Minneapolis College of Art and Design
September 23-25, 2016
The organizers of the annual Mechademia Conference on Asian Popular Cultures are now inviting proposals for individual paper presentations and panel discussions for this year’s event. The dates for Mechademia 2016 are Friday, September 23 to Sunday, September 25 and it will once again be hosted by the Minneapolis College of Art and Design (Minneapolis, MN).
The theme of this year’s conference is “World-Building in Asian Popular Cultures”, and some of the potential questions, issues and topics that speakers are invited to address in their proposals include:
- Popular culture frequently juxtaposes different realities in the form of alternative timelines or bifurcating temporalities. How might imaginative narratives jostling time and space function as axes of a potential alternate world reality?
- How might worldbuilding address and even transform the dark portend of the Anthropocene?
- How do new storytelling practices and forms of communication support worldbuilding across alternative locations and temporalities?

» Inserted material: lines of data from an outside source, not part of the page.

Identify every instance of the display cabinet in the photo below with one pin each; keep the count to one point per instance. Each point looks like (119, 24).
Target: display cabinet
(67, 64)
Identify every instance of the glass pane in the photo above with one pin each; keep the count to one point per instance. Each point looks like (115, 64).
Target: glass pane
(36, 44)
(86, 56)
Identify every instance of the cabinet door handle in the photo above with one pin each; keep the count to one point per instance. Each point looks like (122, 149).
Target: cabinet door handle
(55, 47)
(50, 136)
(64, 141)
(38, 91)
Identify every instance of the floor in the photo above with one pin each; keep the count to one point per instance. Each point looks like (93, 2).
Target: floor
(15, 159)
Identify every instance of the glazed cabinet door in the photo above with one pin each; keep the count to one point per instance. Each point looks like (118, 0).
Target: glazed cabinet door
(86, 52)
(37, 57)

- What is the role language plays in creating alternate worlds? Does one have to change language to create an altered reality?
- Science fictions often encourage us to approach history and broad societal currents in terms of ‘what if’ scenarios. Such scenarios invite us to understand history through counterfactual narrations. But rather than dismiss such scenarios as non-factual, we ask: What are potential relationships to be found in the social and political implications of understanding our historical reality in such terms?
- How do colonialism, social inequality and gender constitute frameworks toward the creation of alternate worlds? In what ways are these factors recontexualized in new fictional worlds?
- How do musical scores and soundtracks create the affective atmospheres that shape worldbuilding practices in film, anime and gaming?